New Mac malware uses Flashback Java exploit

Apple’s decision to push out a Flashback malware removal tool for OS X Lion bundled with a new Java security update has proven to be rather fortunate, as a new Mac OS X threat has been discovered taking advantage of the vulnerability (CVE-2012-0507) exploited by the latest Flashback variants.

The security update in question configures the Java web plug-in to disable the automatic execution of Java applets in browsers, a move that should prevent users from inadvertently falling victim to similar drive-by malware attacks in the future.

In the meantime, those who haven’t installed the update are at risk of getting their machines compromised by a newly detected backdoor Trojan that Kaspersky Lab researchers dubbed SabPub.

“This new threat is a custom OS X backdoor, which appears to have been designed for use in targeted attacks,” shared Costin Raiu. “After it is activated on an infected system, it connects to a remote website in typical C&C fashion to fetch instructions. The backdoor contains functionality to make screenshots of the user’s current session and execute commands on the infected machine.”

Initial results of the available sample have revealed that the C&C domain the malware contacts was previously used in the “LuckyCat” targeted attacks apparently originating from China and directed at Indian and Japanese targets.

In order to dig deeper in the matter and hopefully discover more about the individuals behind the malware, the researchers infected a machine and let it contact the C&C.

“For the entire day, the traffic was just basic handshakes and exchanges, nothing more,” Raiu shared. On the morning of Sunday April 15, the traffic generated by the C&C changed. The attackers took over the connection and started analyzing our fake victim machine. They listed the contents of the root and home folders and even stole some of the goat documents we put in there!”

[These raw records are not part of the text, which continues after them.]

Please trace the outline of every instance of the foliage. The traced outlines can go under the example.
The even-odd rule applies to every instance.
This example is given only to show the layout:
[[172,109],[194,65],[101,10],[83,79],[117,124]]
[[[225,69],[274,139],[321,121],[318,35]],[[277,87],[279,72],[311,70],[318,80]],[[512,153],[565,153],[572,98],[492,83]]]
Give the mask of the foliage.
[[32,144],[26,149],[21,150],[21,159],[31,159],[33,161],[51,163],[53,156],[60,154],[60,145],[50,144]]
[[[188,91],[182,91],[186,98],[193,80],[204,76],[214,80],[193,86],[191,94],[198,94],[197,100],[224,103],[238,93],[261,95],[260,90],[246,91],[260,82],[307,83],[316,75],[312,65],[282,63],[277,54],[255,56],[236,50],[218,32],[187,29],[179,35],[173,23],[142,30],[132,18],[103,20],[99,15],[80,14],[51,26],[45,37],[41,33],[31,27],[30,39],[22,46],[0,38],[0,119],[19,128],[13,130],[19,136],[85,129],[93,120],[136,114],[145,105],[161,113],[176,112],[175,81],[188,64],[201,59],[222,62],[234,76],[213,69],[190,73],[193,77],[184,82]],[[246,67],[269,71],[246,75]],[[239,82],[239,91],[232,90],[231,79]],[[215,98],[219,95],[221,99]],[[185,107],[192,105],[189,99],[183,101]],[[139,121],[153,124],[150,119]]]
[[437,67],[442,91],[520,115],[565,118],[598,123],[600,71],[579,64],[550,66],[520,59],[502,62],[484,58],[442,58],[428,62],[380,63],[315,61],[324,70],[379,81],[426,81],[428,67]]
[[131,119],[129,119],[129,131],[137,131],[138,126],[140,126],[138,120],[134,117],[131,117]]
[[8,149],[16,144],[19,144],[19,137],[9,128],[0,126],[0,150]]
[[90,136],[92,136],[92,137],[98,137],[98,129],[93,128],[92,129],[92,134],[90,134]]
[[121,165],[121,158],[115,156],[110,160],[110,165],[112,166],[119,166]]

They also believe that the search and the exfiltration of the data was performed by an actual human attacker.

While analyzing the SabPub malware variant they had on their hands, they received another – one that differs ever so slightly from the previous one and seems to have been created earlier.

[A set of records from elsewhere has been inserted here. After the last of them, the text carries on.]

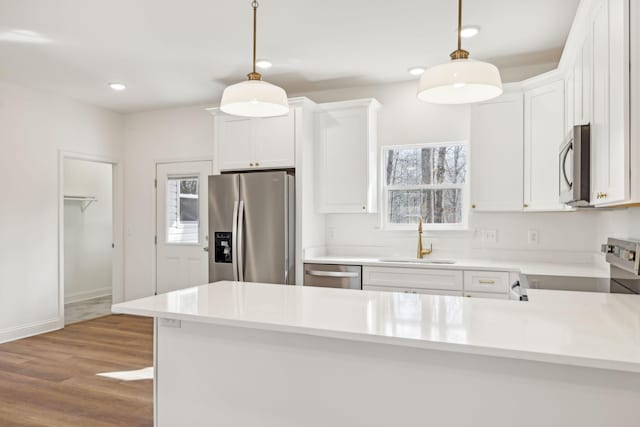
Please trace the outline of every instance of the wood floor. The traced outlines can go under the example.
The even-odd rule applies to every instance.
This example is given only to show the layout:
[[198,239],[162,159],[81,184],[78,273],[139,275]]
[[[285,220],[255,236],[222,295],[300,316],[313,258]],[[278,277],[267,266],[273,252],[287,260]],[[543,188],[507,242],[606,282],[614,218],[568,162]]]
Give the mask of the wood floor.
[[153,321],[112,315],[0,345],[0,426],[152,426],[151,380],[99,372],[153,364]]

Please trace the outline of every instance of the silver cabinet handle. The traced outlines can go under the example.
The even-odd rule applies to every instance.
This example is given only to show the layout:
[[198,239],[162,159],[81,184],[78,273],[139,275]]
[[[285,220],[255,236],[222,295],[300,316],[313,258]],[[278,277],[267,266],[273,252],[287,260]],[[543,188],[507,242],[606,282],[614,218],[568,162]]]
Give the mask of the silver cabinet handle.
[[244,282],[244,200],[238,206],[238,280]]
[[318,276],[318,277],[342,277],[342,278],[360,277],[360,273],[350,273],[345,271],[307,270],[307,274],[309,276]]
[[238,201],[233,202],[233,224],[231,230],[231,268],[233,280],[238,281]]
[[205,246],[204,248],[202,248],[202,250],[205,252],[209,252],[209,246]]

Tracing its origin by the MD5, the discovered that the variant was uploaded for testing to VirusTotal on February 25, 2012 from two sources in the US, and that at the time all the AV solutions VirusTotal uses failed to detect it as malware.

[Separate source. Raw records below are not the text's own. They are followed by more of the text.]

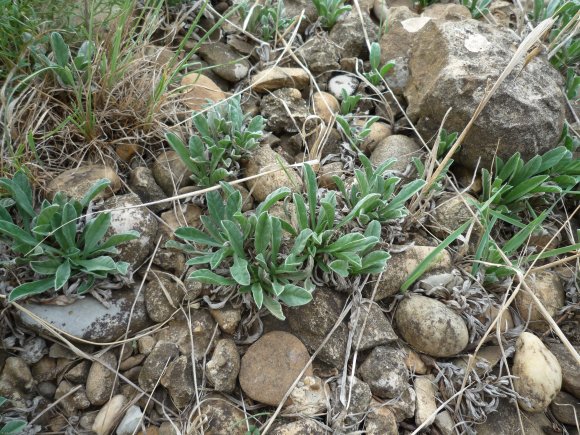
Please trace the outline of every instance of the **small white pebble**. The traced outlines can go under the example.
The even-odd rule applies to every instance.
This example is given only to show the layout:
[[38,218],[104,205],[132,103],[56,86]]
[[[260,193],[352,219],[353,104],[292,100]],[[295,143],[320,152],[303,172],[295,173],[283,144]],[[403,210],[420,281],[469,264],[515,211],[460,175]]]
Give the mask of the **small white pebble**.
[[359,81],[346,74],[341,74],[339,76],[334,76],[328,81],[328,91],[334,95],[337,99],[342,99],[342,91],[346,91],[346,95],[350,96],[354,94],[356,88],[358,88]]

The name of the file was in both cases “10th March Statemnet”, which the researchers believe to be a boobytrapped Word document supposedly containing the the Dalai-Lama’s statement related to Anniversary of the Tibetan People’s National Uprising Day on March 10, 2011.

“We think the above facts show a direct connection between the SabPub and Luckycat APT attacks. We are pretty sure the SabPub backdoor was created as far back as February 2012 and was distributed via spear-phishing emails,” says Raiu, and adds that the APT behind SabPub is clearly still active.